Not too long ago, I took my kids to Barnes and Noble. My son came up to me with a book he wanted and said, “Dad, we need to get this. It’s on sale. We’ll save 20 percent.” While I congratulated him on his grasp of the principles of consumer spending, I had to point out that if we didn’t buy the book, we’d save 100 percent of the cost.
When it comes to cutting IT spending, you can waste a lot of time in similar discussions. Even worse, you can make decisions that you think will save you money but end up costing you. Of course, part of the problem is defining exactly what you need to do. In this column, we’ll look at a couple of the mistakes you can make when looking for savings in your IT budgets.
Mistake #1: Not accounting for all the costs of a decision
Since so much IT spending is driven by hardware purchases, it’s not surprising that IT managers often target buying decisions when looking for places to cut. For example, several TechRepublic members have posted comments to different articles in our Doing More with Less series recommending that organizations consider using refurbished computer hardware instead of new equipment.
This is a good suggestion, and TechRepublic will be talking more about it in the coming weeks. However, choosing to buy used equipment can illustrate one of the mistakes of budget cutting: not anticipating all the costs associated with a decision.
To see what I mean, let’s take an example. Suppose you’re tasked with buying new monitors for the designers in your Marketing group. If you buy the same new monitors you’ve standardized on during the past year, you’d pay $550 a piece. Looking to save money, what if you found that you could buy refurbished monitors with the same size and resolution for only $375 a piece. Wouldn’t that be a no-brainer?
Well, not necessarily.
When comparing new versus refurbished equipment, you can’t look only at the sticker price. After you buy the monitors, you have to install and support them. The odds are that, all other things being equal, used equipment will have to repaired more often than new equipment. In fact, most new equipment carries a longer, more comprehensive warranty than comparable used equipment.
If you’ve ever had to calculate the cost of each end-user visit by a support technician, you know that it wouldn’t take too many service calls to eat up any savings initially promised by using refurbished hardware.
This doesn’t mean that buying used or refurbished equipment is always a bad decision–not at all. Recently, the Wall Street Journal and other publications have pointed out that the collapse of many dot-com firms has put a good deal of barely used or even still-in-the-box servers onto the market. Such hardware can be an excellent buy, in the right circumstances.
All I’m saying is that you need to factor in the cost of support into your calculations.
To take another factor, consider the cost of buying different PCs than the model your department standardized on. Even if the two PC manufacturers have similar defect rates, there are costs of having to support multiple PC brands in a single organization. You have to carry multiple cords, docking stations, and peripherals, for one thing. For another, it’s more difficult to deploy new software and do upgrades with multiple desktop PCs.
Just because these costs are harder to quantify than a purchase price doesn’t make them any less real. Before you allow someone to tell you about an alleged savings, make sure you’ve checked into the cost assumptions that support that change.
Even if you understand all the costs associated with your purchase decisions, don’t assume that your Accounting or Finance people do. After all, they can hardly be expected to have as good a handle on, say, support and warranty costs as you do. Part of your job as an IT manager is to educate your accountants so that they understand the implications of these types of tradeoffs.

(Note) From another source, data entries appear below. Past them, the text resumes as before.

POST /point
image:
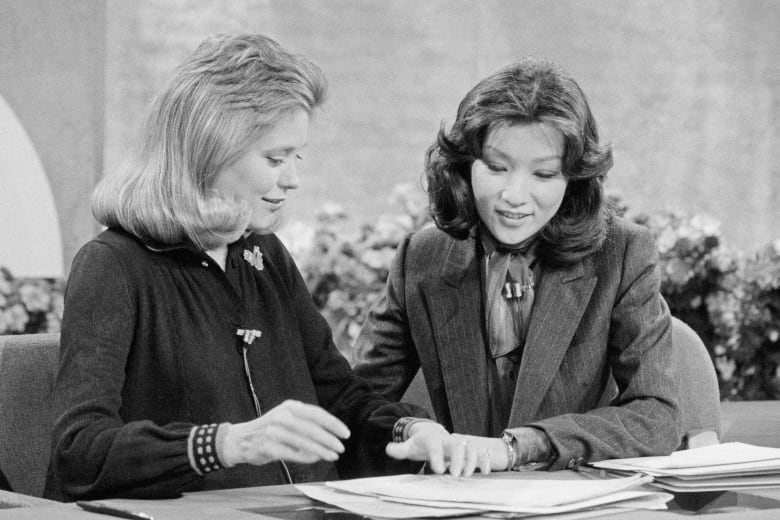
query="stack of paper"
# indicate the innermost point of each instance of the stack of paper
(729, 466)
(410, 496)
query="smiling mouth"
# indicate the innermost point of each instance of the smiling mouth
(513, 216)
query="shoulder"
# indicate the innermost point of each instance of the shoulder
(624, 235)
(429, 240)
(113, 245)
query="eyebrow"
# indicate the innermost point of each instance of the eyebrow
(285, 149)
(538, 160)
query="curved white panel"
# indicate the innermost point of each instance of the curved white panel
(30, 241)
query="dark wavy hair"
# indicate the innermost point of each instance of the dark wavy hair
(531, 90)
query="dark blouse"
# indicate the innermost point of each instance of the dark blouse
(149, 350)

Mistake #2: Not knowing the time frame
Another mistake IT managers make when making budget cuts is not understanding the time frame for the savings. In other words, are you trying to find savings for the next quarter, or the next year? It makes a difference.
Take the example of the monitors we were discussing earlier. Suppose for the sake of argument that you could demonstrate that purchasing the refurbed monitors saved you $140 the first year, but cost the company $175 in year two, and potentially $300 in year three.
The long-term view would say that the new monitors were a better deal than the refurbished units since the support costs will eventually outweigh the purchase price. So you’re back to buying the new monitors, right?
Well, not exactly.
While that might be the best long-term decision for your organization, there are times when you’re going to be asked to make cuts that have an immediate impact. In that scenario, you might actually have to make decisions that save you money in year one, but cost you money in year two.
In the long run, of course, that’s foolish. But as John Maynard Keynes once said, “In the long run, we’re all dead.” In other words, sometimes you have to make short-term decisions to make sure you’re around to have a long-term view.